By Paul Davies and Michael Green

On 29 June 2017, the Task Force on Climate-related Financial Disclosure (TCFD) published its final recommendations. The TCFD set out information that companies should disclose to enable investors, lenders, and insurance underwriters to better understand how companies oversee and manage climate-related financial risk. Ultimately, the aim is to strike a balance between the need to raise standards for existing climate disclosure standards and the desire to achieve widespread adoption.

The TCFD released its draft report in December 2016, and updated the recommendations in the final report based on industry and public feedback from a public consultation.
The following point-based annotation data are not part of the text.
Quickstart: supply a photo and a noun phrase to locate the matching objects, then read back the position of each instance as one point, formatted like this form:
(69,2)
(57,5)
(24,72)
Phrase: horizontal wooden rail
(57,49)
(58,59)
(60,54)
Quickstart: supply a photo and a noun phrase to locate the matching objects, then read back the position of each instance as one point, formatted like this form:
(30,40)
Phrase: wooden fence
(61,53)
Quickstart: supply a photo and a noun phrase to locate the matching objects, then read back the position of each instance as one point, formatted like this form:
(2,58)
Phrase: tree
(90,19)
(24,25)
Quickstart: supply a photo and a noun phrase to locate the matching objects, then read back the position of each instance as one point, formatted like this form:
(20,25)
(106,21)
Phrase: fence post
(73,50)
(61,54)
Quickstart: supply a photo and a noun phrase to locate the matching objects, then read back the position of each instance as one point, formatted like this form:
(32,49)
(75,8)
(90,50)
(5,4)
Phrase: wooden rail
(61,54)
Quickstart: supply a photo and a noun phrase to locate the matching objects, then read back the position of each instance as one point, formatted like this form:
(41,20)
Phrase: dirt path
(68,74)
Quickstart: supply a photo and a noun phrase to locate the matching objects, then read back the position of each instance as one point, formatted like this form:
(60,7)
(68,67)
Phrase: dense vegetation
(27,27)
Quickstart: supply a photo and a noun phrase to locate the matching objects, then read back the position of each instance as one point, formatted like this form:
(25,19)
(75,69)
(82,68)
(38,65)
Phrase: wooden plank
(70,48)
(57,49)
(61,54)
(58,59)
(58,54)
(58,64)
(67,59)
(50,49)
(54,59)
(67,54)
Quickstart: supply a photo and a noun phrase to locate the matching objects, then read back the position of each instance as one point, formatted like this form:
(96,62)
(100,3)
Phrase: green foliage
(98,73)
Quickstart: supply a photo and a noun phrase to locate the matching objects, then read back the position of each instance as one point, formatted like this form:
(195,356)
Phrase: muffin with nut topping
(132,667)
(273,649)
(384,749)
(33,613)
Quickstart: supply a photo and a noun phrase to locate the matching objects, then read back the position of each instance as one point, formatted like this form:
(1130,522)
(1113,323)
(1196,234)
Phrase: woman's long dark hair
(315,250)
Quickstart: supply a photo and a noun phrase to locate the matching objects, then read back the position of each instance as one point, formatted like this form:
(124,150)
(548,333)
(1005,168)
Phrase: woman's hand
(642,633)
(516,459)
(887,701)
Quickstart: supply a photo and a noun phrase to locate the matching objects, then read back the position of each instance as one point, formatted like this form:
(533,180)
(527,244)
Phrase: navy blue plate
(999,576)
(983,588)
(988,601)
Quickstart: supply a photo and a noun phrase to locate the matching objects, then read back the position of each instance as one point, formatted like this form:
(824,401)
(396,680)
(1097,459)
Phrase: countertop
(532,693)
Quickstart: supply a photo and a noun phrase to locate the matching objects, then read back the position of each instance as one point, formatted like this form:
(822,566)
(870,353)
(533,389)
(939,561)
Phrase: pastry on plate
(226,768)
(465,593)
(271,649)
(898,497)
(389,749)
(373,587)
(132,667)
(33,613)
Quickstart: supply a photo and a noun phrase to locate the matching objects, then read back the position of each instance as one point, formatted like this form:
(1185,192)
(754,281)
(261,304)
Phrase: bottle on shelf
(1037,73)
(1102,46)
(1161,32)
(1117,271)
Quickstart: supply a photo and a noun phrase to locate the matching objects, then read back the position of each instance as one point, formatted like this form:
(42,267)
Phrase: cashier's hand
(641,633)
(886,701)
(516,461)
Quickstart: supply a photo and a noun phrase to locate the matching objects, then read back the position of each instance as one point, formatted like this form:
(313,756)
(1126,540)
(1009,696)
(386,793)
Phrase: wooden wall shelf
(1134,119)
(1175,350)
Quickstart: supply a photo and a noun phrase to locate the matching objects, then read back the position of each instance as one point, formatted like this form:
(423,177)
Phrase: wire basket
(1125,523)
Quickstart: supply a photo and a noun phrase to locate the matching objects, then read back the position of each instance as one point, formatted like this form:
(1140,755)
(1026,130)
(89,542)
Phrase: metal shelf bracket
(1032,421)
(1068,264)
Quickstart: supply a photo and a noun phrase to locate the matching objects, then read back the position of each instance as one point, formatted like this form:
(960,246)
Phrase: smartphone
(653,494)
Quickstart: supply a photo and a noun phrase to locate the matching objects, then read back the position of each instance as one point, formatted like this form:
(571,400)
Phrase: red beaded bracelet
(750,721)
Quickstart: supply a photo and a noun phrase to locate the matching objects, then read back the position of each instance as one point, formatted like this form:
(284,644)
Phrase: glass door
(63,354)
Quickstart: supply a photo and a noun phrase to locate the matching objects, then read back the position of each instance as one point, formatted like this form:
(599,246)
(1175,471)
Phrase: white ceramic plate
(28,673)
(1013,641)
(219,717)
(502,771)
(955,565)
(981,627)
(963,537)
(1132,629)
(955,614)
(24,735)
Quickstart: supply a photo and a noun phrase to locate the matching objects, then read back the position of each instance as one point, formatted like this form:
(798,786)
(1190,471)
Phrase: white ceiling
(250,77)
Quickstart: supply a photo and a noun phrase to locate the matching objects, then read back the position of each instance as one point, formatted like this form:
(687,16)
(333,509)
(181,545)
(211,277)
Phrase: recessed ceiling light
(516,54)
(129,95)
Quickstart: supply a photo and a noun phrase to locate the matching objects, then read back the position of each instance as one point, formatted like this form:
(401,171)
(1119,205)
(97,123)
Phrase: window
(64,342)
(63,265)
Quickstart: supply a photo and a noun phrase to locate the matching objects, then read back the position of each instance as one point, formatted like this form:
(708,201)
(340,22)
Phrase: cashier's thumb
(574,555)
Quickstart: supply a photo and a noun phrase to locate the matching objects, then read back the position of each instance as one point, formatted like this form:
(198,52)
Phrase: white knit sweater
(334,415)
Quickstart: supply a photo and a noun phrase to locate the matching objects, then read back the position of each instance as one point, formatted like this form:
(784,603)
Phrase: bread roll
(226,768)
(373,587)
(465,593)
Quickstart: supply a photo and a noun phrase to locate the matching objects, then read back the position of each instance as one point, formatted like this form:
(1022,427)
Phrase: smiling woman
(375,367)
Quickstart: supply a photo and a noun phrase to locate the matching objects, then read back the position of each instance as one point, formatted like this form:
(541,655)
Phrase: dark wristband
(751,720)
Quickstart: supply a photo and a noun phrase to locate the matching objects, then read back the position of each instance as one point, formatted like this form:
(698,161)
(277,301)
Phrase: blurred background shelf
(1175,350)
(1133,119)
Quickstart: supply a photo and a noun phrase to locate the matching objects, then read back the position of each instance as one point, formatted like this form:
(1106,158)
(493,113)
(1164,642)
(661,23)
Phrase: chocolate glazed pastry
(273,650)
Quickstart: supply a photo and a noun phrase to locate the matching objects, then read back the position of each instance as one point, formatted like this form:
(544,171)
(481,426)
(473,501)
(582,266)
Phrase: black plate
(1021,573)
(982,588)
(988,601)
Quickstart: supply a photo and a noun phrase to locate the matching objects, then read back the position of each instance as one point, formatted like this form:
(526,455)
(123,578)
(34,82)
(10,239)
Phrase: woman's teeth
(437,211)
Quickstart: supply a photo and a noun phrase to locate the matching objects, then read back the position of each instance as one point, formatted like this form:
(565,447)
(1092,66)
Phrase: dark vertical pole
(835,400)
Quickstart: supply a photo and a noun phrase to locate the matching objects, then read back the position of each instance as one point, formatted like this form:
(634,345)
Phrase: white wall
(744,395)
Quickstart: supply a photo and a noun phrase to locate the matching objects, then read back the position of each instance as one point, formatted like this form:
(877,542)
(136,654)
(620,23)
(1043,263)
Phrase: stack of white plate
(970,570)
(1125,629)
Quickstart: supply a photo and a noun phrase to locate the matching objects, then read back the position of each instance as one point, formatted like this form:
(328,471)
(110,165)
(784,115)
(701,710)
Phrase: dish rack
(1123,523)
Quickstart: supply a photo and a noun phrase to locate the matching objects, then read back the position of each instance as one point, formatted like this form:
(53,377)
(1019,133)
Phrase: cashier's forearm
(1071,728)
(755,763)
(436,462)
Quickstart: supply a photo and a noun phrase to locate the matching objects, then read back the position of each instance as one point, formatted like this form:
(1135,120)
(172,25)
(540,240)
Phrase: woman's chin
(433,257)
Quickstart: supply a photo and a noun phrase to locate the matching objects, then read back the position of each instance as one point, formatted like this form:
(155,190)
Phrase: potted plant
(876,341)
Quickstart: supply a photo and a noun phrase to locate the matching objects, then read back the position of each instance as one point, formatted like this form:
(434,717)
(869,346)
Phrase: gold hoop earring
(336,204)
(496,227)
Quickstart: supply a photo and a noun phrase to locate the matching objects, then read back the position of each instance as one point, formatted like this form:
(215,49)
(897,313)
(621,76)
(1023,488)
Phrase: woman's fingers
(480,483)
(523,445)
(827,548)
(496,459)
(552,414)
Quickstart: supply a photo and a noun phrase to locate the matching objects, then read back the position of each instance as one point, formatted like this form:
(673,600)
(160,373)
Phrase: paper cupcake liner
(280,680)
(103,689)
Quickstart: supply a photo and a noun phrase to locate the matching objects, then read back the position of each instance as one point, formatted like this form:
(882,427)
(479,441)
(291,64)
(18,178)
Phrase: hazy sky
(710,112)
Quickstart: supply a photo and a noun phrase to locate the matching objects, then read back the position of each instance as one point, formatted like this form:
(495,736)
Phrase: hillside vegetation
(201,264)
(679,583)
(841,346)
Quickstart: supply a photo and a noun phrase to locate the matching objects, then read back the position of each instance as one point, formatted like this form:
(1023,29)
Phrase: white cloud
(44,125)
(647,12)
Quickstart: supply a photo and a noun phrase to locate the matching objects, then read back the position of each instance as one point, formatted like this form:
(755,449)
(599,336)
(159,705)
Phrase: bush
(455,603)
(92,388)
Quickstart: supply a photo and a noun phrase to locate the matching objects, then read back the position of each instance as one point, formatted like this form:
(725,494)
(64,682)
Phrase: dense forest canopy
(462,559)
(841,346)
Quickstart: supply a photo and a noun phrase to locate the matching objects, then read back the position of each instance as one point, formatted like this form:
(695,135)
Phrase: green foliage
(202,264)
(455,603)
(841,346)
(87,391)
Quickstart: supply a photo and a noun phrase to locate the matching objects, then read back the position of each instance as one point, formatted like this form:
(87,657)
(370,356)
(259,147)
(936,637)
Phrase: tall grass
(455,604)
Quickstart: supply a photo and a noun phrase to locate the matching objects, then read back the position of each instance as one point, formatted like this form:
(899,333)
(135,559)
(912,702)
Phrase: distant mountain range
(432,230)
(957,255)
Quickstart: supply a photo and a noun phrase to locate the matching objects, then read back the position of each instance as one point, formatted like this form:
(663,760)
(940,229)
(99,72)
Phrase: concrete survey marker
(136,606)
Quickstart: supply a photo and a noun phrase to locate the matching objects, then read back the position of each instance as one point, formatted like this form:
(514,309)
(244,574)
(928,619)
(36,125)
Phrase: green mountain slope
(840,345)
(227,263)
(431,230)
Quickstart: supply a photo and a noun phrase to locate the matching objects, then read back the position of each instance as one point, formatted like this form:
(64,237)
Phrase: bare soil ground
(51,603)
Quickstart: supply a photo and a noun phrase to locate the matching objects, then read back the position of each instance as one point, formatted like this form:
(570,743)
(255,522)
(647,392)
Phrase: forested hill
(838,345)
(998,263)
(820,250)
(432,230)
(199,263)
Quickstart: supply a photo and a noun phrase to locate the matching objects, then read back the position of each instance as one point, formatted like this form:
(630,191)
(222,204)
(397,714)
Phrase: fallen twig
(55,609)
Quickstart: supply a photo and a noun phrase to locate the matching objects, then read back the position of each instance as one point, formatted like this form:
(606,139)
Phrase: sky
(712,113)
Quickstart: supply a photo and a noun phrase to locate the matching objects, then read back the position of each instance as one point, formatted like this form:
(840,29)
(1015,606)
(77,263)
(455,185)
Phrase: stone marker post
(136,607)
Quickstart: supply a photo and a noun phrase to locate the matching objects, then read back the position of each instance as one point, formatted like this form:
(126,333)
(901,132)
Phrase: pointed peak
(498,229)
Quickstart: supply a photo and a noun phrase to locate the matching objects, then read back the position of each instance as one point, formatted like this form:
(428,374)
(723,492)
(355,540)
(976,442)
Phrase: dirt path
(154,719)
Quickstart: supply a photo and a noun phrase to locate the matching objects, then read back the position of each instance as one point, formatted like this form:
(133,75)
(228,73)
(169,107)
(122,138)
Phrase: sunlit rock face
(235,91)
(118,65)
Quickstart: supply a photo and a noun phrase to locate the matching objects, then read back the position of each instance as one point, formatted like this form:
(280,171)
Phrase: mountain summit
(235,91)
The key updates to the final report:

  • Materiality: the recommended disclosures on strategy, metrics, and targets are subject to materiality tests. Disclosures related to governance and risk management recommendations should be provided (regardless of materiality) as many investors want an insight into the governance and risk management context in which an organisation’s financial and operating results are achieved. Furthermore, the TCFD also established a threshold for organisations that should consider conducting a more robust scenario analysis to assess the resilience of their strategies (this covers those in the four non-financial groups[i] with more than US$1 billion in annual revenue).
  • Simplification: simplifying the metrics and targets for non-financial sectors to provide:
    –  Clarity and consistency
    –  Encouragement for further development of metrics in the financial sector (typically, this covers banks, insurers, asset owners, and asset managers)
    –  Clarity regarding the link to financial impact
    –  Additional guidance and standard scenarios to ease implementation
  • Climate-related Financial Risk: providing additional information on the link between financial impact and climate-related risk and opportunities.